This paper investigates how a major regulatory clarification by the United States Securities and Exchange Commission (SEC) in July 2017—commonly referred to as the “DAO Report”—affected the global distribution of Initial Coin Offerings (ICOs). The DAO Report explicitly stated that many ICOs should be treated as securities under U.S. law, effectively tightening the regulatory environment for crypto‑asset fundraising in the United States. The authors ask whether this regulatory shock prompted a cross‑border reallocation of entrepreneurial finance in the highly mobile digital‑asset market.

To answer this question, the authors compile a comprehensive dataset of all ICOs launched worldwide between 2014 and 2021, amounting to roughly 6,000 projects. Each observation includes the project name, launch date, amount raised, and the country of incorporation. For empirical analysis the data are aggregated into a region‑month panel, with regions defined as North America, Europe, Asia, and “Other.” The dependent variable is the number of ICOs launched in a given region‑month. The key independent variable is a dummy (“DAO_Post”) that takes the value one for all months after July 2017 and zero otherwise.

The baseline specification is a two‑way fixed‑effects panel regression:

 ICO_it = α_i + γ_t + β·DAO_Post_t + ε_it

where α_i captures region‑specific time‑invariant factors, γ_t captures global month‑specific shocks (e.g., overall market cycles), and β measures the average change in ICO activity attributable to the DAO Report.

The main finding is that β is positive and highly significant for Europe (β ≈ 13.8, SE ≈ 2.1).
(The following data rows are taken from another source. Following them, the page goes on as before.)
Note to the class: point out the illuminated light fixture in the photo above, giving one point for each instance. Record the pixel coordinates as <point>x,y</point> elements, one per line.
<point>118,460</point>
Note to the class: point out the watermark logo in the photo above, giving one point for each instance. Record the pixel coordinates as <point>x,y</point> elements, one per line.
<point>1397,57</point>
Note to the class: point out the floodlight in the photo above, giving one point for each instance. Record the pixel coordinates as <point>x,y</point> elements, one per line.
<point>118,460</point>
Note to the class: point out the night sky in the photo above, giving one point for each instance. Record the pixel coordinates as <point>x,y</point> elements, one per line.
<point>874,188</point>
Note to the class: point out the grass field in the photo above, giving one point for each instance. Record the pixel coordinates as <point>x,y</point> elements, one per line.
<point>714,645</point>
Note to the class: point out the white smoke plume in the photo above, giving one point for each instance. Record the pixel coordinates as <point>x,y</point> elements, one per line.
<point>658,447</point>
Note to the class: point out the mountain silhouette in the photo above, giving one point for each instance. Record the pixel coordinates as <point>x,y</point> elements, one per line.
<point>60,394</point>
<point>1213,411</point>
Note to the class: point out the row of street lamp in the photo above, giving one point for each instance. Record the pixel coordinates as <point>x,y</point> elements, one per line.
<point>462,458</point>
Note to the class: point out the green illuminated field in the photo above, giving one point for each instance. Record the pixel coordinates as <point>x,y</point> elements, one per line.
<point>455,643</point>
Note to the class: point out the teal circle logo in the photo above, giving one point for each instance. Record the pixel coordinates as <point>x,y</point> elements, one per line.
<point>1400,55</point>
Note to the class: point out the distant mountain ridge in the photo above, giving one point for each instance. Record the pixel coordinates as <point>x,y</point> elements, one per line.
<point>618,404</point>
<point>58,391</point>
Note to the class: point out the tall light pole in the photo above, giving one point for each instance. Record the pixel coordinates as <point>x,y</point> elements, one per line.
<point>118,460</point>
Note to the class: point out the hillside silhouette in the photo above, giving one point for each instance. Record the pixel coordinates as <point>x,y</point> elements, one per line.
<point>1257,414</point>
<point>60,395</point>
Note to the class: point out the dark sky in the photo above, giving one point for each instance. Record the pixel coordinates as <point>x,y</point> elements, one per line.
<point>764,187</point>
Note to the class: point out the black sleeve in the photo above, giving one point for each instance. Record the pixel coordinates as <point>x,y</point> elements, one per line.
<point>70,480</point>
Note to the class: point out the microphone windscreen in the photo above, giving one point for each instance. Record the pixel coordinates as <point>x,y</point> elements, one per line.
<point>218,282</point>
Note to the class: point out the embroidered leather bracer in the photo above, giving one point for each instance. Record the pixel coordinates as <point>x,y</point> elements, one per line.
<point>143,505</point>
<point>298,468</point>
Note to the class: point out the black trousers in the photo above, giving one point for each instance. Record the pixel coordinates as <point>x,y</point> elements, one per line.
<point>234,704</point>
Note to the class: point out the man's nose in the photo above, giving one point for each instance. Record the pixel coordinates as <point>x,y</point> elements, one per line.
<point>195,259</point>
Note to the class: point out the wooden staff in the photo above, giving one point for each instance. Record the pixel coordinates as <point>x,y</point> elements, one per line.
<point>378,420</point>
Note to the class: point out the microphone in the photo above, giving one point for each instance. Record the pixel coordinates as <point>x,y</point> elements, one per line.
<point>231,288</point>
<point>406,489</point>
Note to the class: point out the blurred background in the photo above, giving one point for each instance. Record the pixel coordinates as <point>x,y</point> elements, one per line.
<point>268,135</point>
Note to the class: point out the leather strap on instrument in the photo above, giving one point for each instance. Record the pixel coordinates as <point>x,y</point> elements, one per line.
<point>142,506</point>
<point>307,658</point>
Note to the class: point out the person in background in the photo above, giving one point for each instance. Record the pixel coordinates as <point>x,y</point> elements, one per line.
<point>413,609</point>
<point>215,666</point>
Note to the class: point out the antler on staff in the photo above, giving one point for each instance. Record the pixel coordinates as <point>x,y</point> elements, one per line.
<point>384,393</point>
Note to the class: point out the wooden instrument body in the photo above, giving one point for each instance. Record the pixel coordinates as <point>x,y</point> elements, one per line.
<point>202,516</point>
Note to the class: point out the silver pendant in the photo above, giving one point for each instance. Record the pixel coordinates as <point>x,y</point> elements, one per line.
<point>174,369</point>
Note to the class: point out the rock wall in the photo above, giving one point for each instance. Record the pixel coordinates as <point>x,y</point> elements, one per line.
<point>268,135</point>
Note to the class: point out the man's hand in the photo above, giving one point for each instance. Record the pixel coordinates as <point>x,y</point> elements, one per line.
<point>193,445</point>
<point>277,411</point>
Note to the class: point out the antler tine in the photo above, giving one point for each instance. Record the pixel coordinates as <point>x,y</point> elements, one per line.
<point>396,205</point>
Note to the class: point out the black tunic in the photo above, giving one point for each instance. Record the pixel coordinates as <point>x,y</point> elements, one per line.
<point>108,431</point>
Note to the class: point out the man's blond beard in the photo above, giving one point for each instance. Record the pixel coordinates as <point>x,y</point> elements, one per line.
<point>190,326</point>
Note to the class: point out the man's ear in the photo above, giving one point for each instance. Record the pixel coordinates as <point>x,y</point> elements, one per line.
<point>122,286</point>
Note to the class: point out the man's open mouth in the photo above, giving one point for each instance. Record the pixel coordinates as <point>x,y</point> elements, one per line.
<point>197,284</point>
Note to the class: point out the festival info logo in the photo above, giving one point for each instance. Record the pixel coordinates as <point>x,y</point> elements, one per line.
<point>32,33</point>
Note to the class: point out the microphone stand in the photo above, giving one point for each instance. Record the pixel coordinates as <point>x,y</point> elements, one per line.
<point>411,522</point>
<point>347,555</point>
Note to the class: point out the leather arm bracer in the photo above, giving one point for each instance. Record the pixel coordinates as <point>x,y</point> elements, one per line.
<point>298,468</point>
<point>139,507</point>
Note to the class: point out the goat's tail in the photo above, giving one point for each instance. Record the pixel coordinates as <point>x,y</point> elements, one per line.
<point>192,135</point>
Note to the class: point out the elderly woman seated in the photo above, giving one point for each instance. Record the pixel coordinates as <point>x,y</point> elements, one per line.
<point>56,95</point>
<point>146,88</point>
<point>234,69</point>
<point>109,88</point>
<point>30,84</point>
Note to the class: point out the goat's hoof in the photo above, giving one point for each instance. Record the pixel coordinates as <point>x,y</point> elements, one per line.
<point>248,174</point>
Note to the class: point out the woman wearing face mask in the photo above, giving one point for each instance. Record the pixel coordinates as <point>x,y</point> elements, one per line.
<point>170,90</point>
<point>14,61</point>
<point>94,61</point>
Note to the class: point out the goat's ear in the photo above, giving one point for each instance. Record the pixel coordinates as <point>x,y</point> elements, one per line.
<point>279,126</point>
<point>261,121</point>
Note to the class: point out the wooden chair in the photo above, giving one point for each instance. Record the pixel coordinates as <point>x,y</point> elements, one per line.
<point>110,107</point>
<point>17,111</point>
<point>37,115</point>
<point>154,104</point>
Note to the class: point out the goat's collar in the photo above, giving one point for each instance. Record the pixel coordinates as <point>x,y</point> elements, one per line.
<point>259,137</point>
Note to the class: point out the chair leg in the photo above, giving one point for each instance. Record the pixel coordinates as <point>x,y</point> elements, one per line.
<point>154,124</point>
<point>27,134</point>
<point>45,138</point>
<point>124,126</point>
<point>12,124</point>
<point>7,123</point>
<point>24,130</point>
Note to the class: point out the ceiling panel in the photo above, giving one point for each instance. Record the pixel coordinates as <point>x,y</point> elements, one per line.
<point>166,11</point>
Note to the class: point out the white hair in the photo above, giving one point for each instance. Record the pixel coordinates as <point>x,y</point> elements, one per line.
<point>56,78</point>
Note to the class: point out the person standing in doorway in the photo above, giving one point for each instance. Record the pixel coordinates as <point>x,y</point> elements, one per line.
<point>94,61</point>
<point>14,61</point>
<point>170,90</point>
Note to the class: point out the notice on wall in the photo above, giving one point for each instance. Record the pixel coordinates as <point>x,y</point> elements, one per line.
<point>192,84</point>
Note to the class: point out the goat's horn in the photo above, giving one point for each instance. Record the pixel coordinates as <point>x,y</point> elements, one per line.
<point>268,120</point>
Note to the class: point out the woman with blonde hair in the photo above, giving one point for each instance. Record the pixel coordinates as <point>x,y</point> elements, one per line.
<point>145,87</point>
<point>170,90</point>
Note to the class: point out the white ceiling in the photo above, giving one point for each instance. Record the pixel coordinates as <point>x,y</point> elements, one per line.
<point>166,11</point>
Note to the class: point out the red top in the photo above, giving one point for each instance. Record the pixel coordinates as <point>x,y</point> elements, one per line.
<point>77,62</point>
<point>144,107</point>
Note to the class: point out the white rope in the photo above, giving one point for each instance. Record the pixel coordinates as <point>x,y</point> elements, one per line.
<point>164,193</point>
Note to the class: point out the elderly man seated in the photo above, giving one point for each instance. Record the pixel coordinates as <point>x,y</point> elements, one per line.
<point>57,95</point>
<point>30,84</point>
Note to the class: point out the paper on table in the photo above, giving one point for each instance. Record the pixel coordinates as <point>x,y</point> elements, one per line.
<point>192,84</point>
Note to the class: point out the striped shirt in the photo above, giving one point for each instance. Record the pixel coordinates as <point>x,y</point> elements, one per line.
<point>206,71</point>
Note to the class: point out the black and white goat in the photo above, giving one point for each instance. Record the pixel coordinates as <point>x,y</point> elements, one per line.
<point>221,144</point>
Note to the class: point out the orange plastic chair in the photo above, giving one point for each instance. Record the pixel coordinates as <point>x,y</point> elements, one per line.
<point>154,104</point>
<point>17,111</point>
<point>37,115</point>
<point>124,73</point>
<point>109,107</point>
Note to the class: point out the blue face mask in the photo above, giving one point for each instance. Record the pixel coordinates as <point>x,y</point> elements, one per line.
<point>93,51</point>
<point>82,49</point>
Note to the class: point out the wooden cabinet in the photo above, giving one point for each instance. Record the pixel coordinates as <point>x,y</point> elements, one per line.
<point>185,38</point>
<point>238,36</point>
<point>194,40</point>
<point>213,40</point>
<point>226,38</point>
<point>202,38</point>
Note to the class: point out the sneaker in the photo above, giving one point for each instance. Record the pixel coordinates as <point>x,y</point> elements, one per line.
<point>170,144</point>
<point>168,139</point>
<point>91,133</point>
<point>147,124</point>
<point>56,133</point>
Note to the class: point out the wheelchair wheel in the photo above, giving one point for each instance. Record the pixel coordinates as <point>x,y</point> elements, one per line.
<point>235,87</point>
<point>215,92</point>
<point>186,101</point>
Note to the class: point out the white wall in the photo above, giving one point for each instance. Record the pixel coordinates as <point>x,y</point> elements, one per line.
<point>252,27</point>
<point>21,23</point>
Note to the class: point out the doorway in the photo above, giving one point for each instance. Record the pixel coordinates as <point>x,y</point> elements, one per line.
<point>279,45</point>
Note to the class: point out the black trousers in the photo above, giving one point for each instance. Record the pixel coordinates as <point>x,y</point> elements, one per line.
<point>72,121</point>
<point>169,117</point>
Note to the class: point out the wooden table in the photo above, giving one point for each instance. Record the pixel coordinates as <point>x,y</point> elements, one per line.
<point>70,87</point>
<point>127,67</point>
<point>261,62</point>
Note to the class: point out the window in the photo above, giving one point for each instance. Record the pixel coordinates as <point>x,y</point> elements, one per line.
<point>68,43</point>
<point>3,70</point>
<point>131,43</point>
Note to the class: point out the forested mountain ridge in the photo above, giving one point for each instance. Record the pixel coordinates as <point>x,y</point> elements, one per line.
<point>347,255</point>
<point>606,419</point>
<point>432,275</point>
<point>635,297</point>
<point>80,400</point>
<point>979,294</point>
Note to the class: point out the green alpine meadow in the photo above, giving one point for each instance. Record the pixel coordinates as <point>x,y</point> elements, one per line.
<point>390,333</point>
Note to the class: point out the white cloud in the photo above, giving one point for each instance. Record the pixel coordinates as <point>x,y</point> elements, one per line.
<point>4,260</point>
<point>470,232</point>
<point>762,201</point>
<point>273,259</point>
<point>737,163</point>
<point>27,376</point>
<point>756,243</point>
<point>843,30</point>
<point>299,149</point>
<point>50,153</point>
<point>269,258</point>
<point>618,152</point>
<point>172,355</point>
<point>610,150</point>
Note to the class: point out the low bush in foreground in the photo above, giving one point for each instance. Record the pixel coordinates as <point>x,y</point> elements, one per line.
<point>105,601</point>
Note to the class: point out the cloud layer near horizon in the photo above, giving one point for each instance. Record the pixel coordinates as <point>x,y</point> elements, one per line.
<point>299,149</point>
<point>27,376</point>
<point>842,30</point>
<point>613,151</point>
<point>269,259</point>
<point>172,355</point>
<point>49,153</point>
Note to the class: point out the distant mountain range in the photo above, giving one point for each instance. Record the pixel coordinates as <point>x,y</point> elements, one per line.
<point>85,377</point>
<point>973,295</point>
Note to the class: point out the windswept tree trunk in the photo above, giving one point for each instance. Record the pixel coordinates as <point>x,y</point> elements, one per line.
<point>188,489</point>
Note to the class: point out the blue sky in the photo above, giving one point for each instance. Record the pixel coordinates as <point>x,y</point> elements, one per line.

In plain terms, after the DAO Report Europe experienced, on average, about 14 additional ICOs per month relative to the counterfactual path, after controlling for global trends. No comparable effect is found for North America or Asia, indicating that the regulatory tightening in the United States suppressed domestic fundraising but simultaneously attracted projects to the comparatively friendlier European regulatory environment.

To explore the dynamics of the effect, the authors estimate an event‑study style model that includes separate dummies for each month up to 24 months after the shock. The coefficients rise gradually, peak around month 12, and remain positive through month 24, suggesting a persistent reallocation rather than a short‑lived spike.

Robustness checks are extensive. First, the sample is split into large‑scale ICOs (top 10 % by funds raised) and small‑scale ICOs; both subsamples exhibit the same European increase. Second, the authors control for Bitcoin price volatility and total global crypto‑fundraising volume; the European coefficient remains stable, confirming that the effect is not driven by broader market swings. Third, the dependent variable is replaced with the total USD amount raised; the European region shows an average additional $12 million per month, reinforcing the magnitude of the shift.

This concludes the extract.